You’ve probably heard the word “umami” thrown around by chefs, foodies, and foodie-wannabes. It’s what some consider the fifth basic taste—alongside sweet, salty, sour, and bitter—and it’s an indescribable savory flavor that adds depth and richness to a dish.
In Vietnamese food, fish sauce is the foundation for building umami that leaves you wanting more, and is used in stir-frys, soup broths, dipping sauces, you name it; it’s often punctuated by raw fresh herbs such as cilantro or Thai basil, and spicy chilies.
“Those basic components of Viet cooking often surprise people who are unfamiliar with it,” says Nguyen. “But it’s what really makes Viet food like a series of gentle, beautiful rolling hills, as opposed to Thai food, which is lusty and gutsy.”
Pho is a noodle soup that’s synonymous with Vietnam, and Nguyen says it’s perfect for Vietnamese novices. “This is a terrific gateway dish because it’s tasty and customizable.” Rice noodles are plopped into a bowl of clear but flavorful broth, then piled high with the protein of your choosing (beef, chicken, seafood, tofu), bean sprouts, basil, mint, cilantro, onions, and sometimes other veggies; squeeze some lime over the top and a squirt of Sriracha or other chili sauce if you like it spicy. Don’t neglect Vietnam’s other favorite soup, though—be sure to try bun bo hue!
Carb lovers, this one’s for you—banh mi is a classic Vietnamese sandwich that’s another great gateway dish, and it’s pretty darn addicting. A soft-on-the-inside, crusty-on-the-outside baguette is spread with mayo (and traditionally pate), then loaded up with pickled veggies (typically carrots and daikon, a mild type of radish), cucumber, chilies, cilantro, and whatever protein you’re craving—we’re talking decadent pork belly, roasted or minced pork, and even chicken, sardines, or tofu.
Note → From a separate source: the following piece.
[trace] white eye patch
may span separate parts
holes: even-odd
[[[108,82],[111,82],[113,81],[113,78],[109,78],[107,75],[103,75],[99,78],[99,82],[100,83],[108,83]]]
Goi cuon (often called summer rolls on American menus) is a light but flavorful dish, typically served as an appetizer but delicious enough to gorge on for lunch or dinner. “Chewy, translucent rice paper typically encases lettuce, herbs, rice vermicelli noodles, and thinly sliced shrimp, pork, or tofu,” Nguyen explains. Depending on the restaurant, they’re often served with a peanut or sweet chili dipping sauce (featuring fish sauce, of course!).
…there are plenty of Vietnamese rice dishes to try. If you’re just starting out, look for dishes that feature succulent grilled or barbecued meats, served alongside a mound of rice or pile of skinny, angel hair-esque vermicelli rice noodles. Fresh cucumber, herbs, and pickled veggies are also common accouterments.
“Look for a focused, relatively tight menu,” advises Nguyen. “Any restaurant with a large menu that’s more than two pages is often over-ambitious.” She also suggests trying the joint’s signature dish, if they have one—if it lives up to the hype, you know you’ve found a winner.
“Enjoy Viet food the way you decide you like to. There are few rules—depending on the dish, you may eat it with chopsticks, spoons, forks, or your hands,” she says. “Don’t be afraid to ask people for help if you don’t understand something. Vietnamese people are proud of their cuisine and you’ll make quick friends while learning something new.”
If you want to tackle Vietnamese in your very own kitchen, Nguyen says pho is the way to go. “If you can boil water, you can make pho! Seriously. I’ve written a whole cookbook on pho that has quickie versions as well as long, traditional simmers.”